The researchers also revealed the flexibility, and apparent illogic, with which people adopt and discard different conspiracies. When COVID case counts climbed, Twitter users who had said the virus was a hoax might quickly switch to claiming it was a bioweapon. That these assertions can’t both be true, Greve says, indicates that people don’t necessarily propagate conspiracy theories because they wholeheartedly believe in them. More likely, conspiracy theories serve as a tool for finding meaning in a complex world and defending against unpredictable threats. Assembling a patchwork of diverse and divergent ideas, the researchers write, functions as “a hedge against increasing uncertainty.”

This insight helped the researchers differentiate between people and bots, which also spread conspiracy theories on Twitter. Individuals deployed conspiracies defensively and adopted new theories in response to social validation or growing case counts. Bots were less responsive to the news and other Twitter users.
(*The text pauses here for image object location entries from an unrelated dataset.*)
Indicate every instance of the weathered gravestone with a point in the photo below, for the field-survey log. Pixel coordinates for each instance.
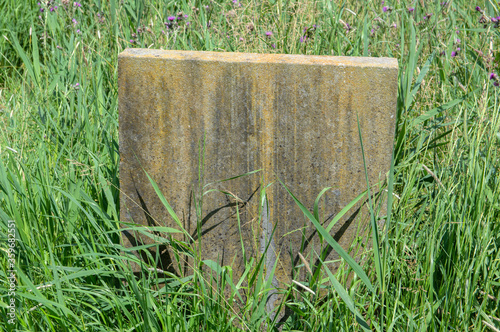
(293, 116)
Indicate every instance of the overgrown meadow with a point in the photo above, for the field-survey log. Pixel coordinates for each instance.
(435, 265)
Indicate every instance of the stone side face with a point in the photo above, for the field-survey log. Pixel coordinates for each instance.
(292, 116)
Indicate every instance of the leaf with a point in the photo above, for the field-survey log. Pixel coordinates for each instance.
(331, 241)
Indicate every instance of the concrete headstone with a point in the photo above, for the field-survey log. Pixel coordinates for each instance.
(295, 117)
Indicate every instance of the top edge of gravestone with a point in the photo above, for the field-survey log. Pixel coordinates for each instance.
(260, 58)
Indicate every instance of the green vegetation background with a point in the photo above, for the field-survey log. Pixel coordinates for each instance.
(438, 263)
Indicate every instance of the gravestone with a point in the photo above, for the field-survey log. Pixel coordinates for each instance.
(193, 118)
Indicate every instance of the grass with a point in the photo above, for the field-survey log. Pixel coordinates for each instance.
(439, 256)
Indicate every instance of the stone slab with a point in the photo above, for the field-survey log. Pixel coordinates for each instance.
(292, 116)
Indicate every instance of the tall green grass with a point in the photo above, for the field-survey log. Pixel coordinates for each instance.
(435, 265)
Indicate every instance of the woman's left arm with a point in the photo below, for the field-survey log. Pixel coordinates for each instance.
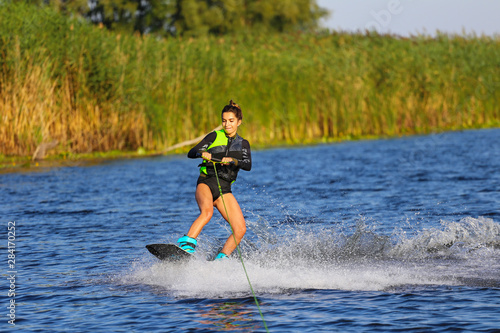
(246, 161)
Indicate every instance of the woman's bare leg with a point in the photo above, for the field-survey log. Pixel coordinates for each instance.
(205, 203)
(235, 218)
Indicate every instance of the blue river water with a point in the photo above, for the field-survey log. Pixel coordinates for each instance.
(383, 235)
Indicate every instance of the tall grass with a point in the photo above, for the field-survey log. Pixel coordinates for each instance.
(92, 90)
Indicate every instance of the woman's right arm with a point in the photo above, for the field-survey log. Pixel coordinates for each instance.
(202, 146)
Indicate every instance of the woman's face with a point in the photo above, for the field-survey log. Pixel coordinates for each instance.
(230, 123)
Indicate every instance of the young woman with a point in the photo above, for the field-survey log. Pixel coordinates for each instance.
(233, 152)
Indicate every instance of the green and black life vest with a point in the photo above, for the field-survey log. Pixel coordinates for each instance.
(223, 146)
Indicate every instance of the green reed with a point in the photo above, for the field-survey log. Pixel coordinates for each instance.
(92, 90)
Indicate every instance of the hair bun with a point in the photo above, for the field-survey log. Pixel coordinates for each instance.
(233, 104)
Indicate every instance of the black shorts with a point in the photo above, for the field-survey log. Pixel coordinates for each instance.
(211, 182)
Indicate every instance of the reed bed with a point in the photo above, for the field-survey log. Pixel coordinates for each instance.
(91, 90)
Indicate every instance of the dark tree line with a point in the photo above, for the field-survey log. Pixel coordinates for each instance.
(194, 17)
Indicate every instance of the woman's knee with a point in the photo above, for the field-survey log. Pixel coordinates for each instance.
(207, 213)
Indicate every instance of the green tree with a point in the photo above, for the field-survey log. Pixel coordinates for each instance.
(195, 17)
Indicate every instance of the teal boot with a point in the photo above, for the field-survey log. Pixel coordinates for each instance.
(188, 244)
(221, 256)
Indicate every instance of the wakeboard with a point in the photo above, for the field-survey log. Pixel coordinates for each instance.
(168, 252)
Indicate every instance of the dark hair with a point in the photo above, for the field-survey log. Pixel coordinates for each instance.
(234, 108)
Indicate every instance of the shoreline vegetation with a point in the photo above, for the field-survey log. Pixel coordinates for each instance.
(102, 94)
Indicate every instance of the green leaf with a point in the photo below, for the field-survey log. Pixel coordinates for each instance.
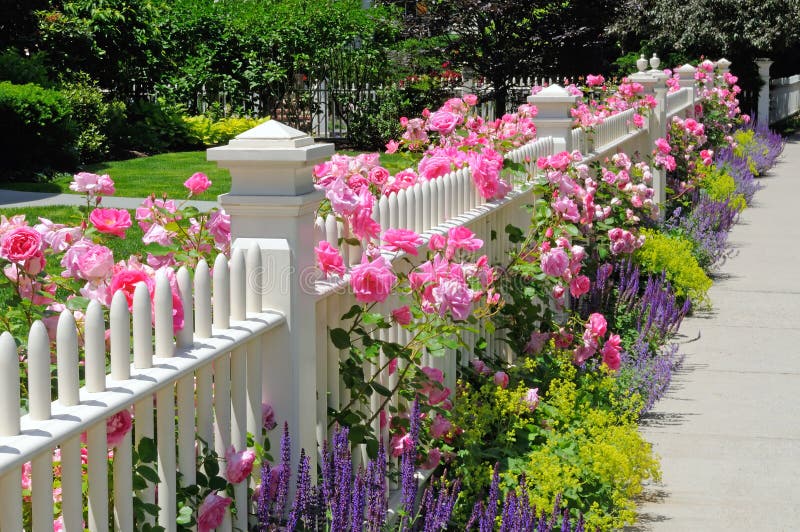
(147, 449)
(340, 338)
(77, 303)
(354, 310)
(383, 390)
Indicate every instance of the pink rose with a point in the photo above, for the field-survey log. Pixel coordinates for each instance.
(434, 457)
(532, 398)
(597, 324)
(20, 244)
(440, 426)
(111, 221)
(95, 263)
(501, 379)
(125, 280)
(579, 286)
(238, 465)
(611, 351)
(402, 315)
(431, 167)
(211, 512)
(372, 281)
(197, 184)
(328, 259)
(402, 240)
(554, 262)
(117, 426)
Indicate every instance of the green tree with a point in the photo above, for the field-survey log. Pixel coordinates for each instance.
(502, 39)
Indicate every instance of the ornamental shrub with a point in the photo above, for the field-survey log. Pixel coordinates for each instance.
(673, 255)
(204, 131)
(38, 132)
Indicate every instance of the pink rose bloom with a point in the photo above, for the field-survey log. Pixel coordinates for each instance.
(211, 512)
(437, 242)
(532, 398)
(431, 167)
(372, 281)
(402, 315)
(219, 226)
(434, 457)
(34, 265)
(111, 221)
(343, 199)
(594, 81)
(501, 379)
(197, 184)
(611, 351)
(440, 426)
(663, 146)
(20, 244)
(460, 237)
(328, 258)
(95, 263)
(554, 262)
(597, 324)
(117, 426)
(379, 176)
(125, 279)
(398, 443)
(238, 465)
(402, 240)
(480, 366)
(268, 416)
(579, 286)
(453, 295)
(444, 122)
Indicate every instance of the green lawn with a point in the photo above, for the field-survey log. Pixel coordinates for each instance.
(71, 215)
(141, 176)
(165, 173)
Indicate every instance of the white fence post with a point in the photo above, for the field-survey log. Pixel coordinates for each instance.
(273, 200)
(763, 95)
(554, 119)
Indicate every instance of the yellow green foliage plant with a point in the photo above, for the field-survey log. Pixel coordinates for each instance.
(580, 441)
(208, 132)
(673, 255)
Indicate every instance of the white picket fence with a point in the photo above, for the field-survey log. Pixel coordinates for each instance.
(252, 332)
(784, 98)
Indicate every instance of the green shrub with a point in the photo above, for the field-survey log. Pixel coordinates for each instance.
(204, 131)
(21, 70)
(673, 254)
(153, 127)
(720, 186)
(93, 117)
(38, 133)
(581, 442)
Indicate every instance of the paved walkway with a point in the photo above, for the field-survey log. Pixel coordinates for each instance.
(729, 430)
(10, 199)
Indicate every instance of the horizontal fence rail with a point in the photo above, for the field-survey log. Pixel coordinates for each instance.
(200, 378)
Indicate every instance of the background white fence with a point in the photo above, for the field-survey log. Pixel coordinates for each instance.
(257, 330)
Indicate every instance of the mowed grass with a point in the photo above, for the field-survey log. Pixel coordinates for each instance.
(165, 173)
(71, 215)
(141, 176)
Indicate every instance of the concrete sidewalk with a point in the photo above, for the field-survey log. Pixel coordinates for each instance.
(10, 199)
(728, 432)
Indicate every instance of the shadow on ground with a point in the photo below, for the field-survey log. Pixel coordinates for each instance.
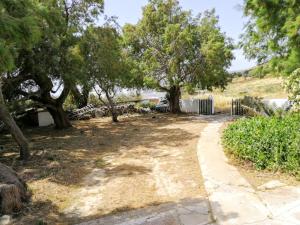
(65, 157)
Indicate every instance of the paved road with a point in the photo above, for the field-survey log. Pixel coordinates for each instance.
(232, 198)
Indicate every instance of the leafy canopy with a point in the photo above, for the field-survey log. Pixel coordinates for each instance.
(19, 29)
(273, 33)
(105, 62)
(174, 48)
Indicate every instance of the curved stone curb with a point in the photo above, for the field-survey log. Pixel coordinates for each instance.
(232, 198)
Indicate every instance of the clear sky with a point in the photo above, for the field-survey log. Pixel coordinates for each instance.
(231, 18)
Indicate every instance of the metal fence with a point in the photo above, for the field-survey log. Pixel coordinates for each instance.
(237, 107)
(199, 106)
They were also more aggressive in their attempts to generate moral outrage and more consistent in their claims that nefarious forces created COVID-19.

“Any study of online conspiracy theories must account for the integral role bots play in amplifying the discourse,” Vicinanza says. “To the untrained observer, bots might appear more human-like than real human accounts: They specialize in sowing discord and distrust.”

The study’s results suggest the challenge of creating policies that effectively tamp down the spread of conspiracy theories on platforms like Twitter. “We often think about targeting the most extreme theories and banning people who proliferate them,” Vicinanza says. “But we demonstrate that what appear to be the most benign ideas can, in fact, become the most carcinogenic, as they allow more extreme beliefs to anchor.”

On top of that, the shifting nature of conspiratorial beliefs makes them difficult to eradicate: For every disputed or debunked idea, several more may evolve to take its place. “The broader issue is that the conventional ways of persuading people, which we understand so well from marketing, may not be that effective when it comes to conspiracy theories,” Rao says.